It is well described in the presentation "A Life of a Bokeh" by Guillaume Abadie.
You can check about it here https://epicgames.ent.box.com/s/s86j70iamxvsuu6j35pilypficznec04
Along side the main implementation we provide a way to increase the quality by jittering the
camera position for each sample (the ones specified under the Sampling tab).
The jittering is dividing the actual post processing dof radius so that it fills the undersampling.
The user can still add more overblur to have a noiseless image, but reducing bokeh shape sharpness.
Effect of overblur (left without, right with):
| {F9603122} | {F9603123}|
The actual implementation differs a bit:
- Foreground gather implementation uses the same "ring binning" accumulator as background
but uses a custom occlusion method.

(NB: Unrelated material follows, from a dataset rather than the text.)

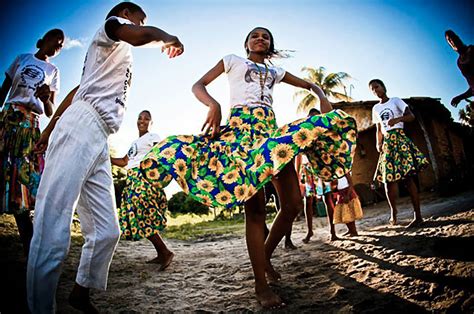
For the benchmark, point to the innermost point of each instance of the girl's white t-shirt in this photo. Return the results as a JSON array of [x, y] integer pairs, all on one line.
[[27, 74], [106, 76], [383, 112], [140, 147], [244, 80]]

This gives the problem of inflating the foreground elements
when they are over background or in-focus regions.
This is was a hard decision but this was preferable to the other method that was giving poor
opacity masks for foreground and had other more noticeable issues. Do note it is possible
to improve this part in the future if a better alternative is found.
- Use occlusion texture for foreground. Presentation says it wasn't really needed for them.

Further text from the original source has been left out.